We must have looked liked lawyers because a guy came from the inside of the house, somewhere behind the woman in the robe, and descended the stairs with his hand out. “Mr. Jendrek?”
“Mr. Vargas?” They shook hands. Then Jendrek motioned my way and said, “This is my partner, Oliver Olson.”
I smiled and shook the man’s hand. It amused me when Jendrek referred to me as his partner, because he meant it only in the most general sense. We worked together. I got paid. But we weren’t partners in the way law firms usually used the word. There was never any question that Jendrek ran the show.
The young Vargas couldn’t have been much more than thirty, barely older than me. He had that thin but muscular Hollywood look, like he spent all of his time in a gym. A cardio and low-carbs kind of guy. A diet rich in protein and cocaine. He was still wearing the remnants of last night’s costume: a bellhop uniform, the jacket now unbuttoned and the bowtie hanging loose. I wondered whose bags he carried in real life.
“Eddie Vargas,” he said, and nodded at me. As I let go of his hand I noticed the thick Rolex on his wrist. Expensive and flashy, it didn’t go with the costume. It told me that this was a guy who liked to impress people.
He moved in and stood close to us, speaking in a quiet voice. “I really appreciate you guys coming so quickly. I figured it was important to get someone on this as soon as possible.”
He scratched the back of his head and glanced back over his shoulder. The woman at the top of the stairs had not moved. She looked far too young to be a widow, and her expression only confirmed that fact. She had a face too young to know the expression for grief. After a few seconds of gawking, Ed Vargas said, “The goddamned cops have been here all night, poking around, asking questions like we were the fucking criminals. A couple of them are still over there.”
He motioned with his head toward the two guys at the far end of the driveway by the car. One of them stopped talking when he noticed us staring at them. Then the other one stopped and both of them stood quietly, staring back at us.
Ed Vargas turned and headed up the steps and said, “Come on inside where we can talk privately.”
We followed him to the top of the stairs where he paused. “Gentlemen, this is Tiffany Vargas.” He leaned into her like he was sharing a secret, and said, “These are the lawyers Stanton recommended.”

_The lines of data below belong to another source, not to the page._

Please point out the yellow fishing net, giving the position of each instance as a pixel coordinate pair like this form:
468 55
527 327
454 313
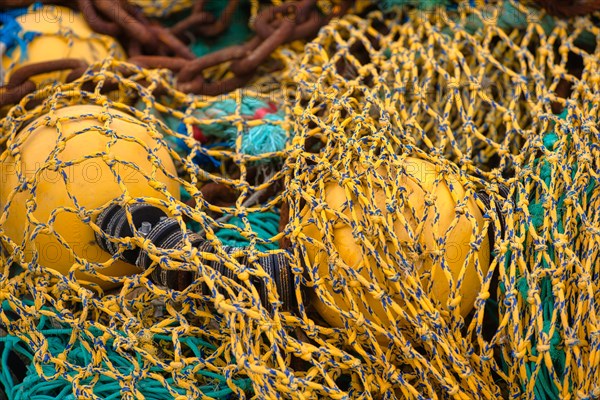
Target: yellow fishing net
393 123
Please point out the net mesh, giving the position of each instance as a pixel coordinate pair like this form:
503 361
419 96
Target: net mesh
486 106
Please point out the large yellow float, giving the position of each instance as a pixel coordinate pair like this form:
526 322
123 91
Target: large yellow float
75 136
60 33
419 182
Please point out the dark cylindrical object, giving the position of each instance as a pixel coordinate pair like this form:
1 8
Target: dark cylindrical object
165 233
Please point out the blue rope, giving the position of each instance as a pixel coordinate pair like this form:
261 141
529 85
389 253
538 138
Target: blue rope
10 31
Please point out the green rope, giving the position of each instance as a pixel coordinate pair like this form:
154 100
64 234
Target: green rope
264 225
36 387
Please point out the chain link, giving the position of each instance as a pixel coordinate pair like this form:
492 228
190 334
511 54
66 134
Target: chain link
274 26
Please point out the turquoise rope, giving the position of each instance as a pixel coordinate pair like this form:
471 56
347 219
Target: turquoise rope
34 387
264 225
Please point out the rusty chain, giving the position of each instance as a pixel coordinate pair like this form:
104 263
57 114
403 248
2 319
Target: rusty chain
274 26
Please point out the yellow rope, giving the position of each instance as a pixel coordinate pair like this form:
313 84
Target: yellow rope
363 97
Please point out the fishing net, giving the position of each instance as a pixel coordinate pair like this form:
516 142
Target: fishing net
402 131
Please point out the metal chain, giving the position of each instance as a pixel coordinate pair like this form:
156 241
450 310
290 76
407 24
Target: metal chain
274 26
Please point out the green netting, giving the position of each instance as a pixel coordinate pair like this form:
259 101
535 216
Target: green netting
394 121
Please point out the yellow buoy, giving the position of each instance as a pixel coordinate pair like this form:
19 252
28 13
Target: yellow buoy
65 160
63 33
420 249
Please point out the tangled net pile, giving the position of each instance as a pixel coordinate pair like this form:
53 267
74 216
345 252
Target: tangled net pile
476 100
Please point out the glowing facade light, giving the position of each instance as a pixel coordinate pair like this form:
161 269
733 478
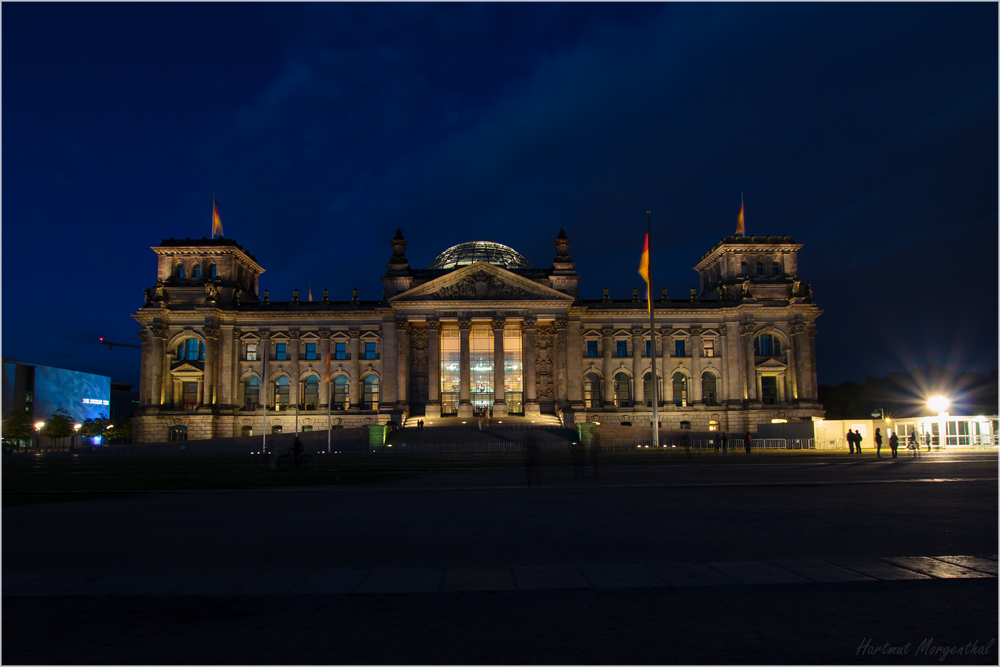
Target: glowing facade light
938 403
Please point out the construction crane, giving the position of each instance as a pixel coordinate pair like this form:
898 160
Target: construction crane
112 345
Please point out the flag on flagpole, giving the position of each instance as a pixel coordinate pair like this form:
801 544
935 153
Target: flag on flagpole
739 220
216 220
644 267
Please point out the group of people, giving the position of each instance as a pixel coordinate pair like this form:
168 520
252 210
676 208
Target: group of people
722 442
854 443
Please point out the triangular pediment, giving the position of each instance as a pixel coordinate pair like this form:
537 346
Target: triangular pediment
481 282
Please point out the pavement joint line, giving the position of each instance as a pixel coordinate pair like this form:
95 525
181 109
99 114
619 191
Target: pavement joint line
748 574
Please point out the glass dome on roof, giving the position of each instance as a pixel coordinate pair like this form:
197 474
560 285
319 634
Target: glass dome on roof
471 252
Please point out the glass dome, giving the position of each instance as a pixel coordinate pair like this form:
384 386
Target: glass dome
471 252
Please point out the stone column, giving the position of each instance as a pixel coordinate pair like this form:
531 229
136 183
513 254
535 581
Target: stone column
293 386
324 351
530 396
561 365
211 359
354 352
402 362
158 362
388 379
499 393
609 381
696 396
465 372
638 390
433 407
751 368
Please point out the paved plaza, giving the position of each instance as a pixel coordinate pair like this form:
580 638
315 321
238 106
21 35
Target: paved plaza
725 562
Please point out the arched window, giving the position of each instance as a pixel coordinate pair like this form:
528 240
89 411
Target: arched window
370 399
592 390
191 349
623 391
251 392
708 391
647 390
680 389
281 392
310 394
340 398
766 345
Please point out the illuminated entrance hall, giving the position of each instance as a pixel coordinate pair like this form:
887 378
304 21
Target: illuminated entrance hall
485 386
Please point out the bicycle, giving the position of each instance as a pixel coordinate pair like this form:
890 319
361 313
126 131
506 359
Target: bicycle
288 459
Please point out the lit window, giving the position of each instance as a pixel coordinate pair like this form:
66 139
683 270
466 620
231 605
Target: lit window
708 389
623 391
766 345
191 349
370 399
281 392
310 395
251 392
340 398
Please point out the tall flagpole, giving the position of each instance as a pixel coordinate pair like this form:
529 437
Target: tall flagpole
652 339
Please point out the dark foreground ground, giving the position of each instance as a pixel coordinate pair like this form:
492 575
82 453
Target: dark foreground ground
829 509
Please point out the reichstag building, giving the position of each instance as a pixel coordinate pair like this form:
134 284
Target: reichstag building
478 329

She broke out of her trance and smiled at us. There was a glow to her smile, both innocent and mischievous. It was a face that took you in and held you hostage. I could see why a sixty-year-old man—or any man, for that matter—would
want her. But why she would want him was an open question. I took her small, soft hand and she nodded at me as she shook. She looked like every stunning blonde model I’d ever seen in a magazine, and yet, she looked even better in real life. You could convince yourself that women like that didn’t really exist in the world, until you saw one, and then you were ruined forever.

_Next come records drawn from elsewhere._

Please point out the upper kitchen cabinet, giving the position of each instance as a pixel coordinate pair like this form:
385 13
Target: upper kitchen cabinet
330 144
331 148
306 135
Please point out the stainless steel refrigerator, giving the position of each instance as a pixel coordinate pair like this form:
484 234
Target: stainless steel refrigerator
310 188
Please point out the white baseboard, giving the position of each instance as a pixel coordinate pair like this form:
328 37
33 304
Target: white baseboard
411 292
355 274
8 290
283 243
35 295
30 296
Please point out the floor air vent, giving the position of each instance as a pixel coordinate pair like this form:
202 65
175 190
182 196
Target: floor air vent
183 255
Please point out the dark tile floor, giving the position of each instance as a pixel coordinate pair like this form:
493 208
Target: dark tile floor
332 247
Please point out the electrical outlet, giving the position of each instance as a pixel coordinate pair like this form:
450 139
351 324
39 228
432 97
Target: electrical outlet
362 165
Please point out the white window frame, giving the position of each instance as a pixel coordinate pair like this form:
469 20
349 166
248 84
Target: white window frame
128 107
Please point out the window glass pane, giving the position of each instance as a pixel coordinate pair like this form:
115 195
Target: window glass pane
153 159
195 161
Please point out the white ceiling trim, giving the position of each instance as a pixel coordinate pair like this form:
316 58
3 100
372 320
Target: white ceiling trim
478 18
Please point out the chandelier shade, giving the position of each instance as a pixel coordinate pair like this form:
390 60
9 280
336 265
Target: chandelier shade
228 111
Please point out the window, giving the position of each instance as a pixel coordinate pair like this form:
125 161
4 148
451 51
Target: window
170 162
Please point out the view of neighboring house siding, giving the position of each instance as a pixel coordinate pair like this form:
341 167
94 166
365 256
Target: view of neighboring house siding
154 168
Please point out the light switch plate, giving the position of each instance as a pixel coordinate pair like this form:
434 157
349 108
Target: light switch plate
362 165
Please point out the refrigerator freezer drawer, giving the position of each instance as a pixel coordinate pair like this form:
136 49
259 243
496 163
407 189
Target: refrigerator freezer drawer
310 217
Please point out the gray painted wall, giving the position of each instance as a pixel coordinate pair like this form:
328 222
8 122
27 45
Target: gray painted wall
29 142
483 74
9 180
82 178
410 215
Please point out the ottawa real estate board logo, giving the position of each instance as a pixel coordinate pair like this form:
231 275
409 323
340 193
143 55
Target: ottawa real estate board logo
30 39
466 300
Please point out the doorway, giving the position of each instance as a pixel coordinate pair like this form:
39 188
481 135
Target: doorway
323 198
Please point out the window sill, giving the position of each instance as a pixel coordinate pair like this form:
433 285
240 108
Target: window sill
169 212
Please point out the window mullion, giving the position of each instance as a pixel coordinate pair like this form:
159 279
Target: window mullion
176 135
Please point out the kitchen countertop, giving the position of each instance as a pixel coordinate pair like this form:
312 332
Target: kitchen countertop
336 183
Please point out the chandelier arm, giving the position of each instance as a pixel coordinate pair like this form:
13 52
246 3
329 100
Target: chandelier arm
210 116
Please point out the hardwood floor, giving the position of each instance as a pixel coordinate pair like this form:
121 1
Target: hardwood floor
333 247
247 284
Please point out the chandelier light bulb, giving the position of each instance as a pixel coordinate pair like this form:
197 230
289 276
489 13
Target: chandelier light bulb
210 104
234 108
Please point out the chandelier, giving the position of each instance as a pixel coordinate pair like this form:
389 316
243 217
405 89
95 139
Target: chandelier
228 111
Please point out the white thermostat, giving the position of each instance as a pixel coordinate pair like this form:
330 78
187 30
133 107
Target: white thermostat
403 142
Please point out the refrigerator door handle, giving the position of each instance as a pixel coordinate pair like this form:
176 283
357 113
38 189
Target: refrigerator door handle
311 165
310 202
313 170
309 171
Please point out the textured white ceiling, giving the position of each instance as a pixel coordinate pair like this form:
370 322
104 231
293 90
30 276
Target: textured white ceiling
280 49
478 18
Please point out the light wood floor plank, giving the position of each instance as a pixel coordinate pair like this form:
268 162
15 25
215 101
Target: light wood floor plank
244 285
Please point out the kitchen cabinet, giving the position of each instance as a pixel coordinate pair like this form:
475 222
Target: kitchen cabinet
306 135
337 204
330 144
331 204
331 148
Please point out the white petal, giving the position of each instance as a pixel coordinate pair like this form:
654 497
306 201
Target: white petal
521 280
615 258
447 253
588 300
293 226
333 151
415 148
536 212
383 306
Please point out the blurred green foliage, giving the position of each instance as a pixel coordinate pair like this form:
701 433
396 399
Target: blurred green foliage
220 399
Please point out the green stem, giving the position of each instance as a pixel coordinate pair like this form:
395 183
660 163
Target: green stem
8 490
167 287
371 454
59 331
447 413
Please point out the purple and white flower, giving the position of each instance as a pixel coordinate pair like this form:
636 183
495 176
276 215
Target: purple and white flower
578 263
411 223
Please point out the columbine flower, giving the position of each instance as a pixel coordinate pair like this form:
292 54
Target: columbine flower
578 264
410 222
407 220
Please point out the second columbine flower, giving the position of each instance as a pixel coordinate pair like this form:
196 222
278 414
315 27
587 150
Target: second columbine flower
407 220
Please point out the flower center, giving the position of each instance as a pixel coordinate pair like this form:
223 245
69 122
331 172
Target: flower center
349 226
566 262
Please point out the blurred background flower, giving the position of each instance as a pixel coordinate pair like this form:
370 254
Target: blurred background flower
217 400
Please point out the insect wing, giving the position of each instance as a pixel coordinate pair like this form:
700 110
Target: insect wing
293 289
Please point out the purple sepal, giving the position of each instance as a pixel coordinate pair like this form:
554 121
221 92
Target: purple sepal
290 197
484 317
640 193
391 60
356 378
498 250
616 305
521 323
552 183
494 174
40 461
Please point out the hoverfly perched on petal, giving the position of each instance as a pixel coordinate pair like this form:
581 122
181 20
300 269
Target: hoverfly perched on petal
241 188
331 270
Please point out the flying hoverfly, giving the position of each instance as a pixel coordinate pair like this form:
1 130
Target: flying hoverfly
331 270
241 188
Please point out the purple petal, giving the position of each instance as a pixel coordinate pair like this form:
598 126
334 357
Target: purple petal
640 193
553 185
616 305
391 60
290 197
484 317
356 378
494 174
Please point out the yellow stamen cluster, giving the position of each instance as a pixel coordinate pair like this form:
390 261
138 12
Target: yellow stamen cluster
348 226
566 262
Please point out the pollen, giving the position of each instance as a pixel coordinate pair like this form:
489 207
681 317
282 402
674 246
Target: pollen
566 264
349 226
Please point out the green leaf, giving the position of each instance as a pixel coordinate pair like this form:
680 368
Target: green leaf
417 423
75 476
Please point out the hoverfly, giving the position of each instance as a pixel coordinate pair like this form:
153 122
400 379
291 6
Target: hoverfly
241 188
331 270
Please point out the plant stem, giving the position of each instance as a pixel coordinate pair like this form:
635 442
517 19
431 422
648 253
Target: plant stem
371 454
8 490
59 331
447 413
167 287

She said, “I’m sorry. I’m still in shock. My husband wasn’t perfect, but he didn’t deserve this.”
I didn’t know what to say. Neither did Jendrek, but I caught him smiling at me. He was reminding me that he’d been right, that she was the wife, and he was awfully damned proud of himself. It was a good guess. Tiffany Vargas could have been in her early thirties, but she’d pass for a buxom twenty-two-year-old in anyone’s book. That she had been married to an old guy like Vargas seemed a shame. But she was still young.
She sank back into her trance, looking out over the driveway and the hedges, but seeing none of it. We left her at the top of the stairs and followed Ed Vargas into the house. We stepped into a massive great room with twenty-foot ceilings and a Mexican tile floor. The far end of the room was all windows that looked out over the city. It was a clear day, and you could see all the way to Orange County, if you were interested in looking at it.
The house, still littered with the remains of a large party, had the aura of a hurricane about it. There were cups and ashtrays and bowls of food on the coffee table in the center of the room and along the bar that stood to one side. The obviously expensive rugs were littered with stains and paper. Near my feet was a devil mask with a footprint on it. A loft space overlooked the main room, but the air was heavy despite the open layout.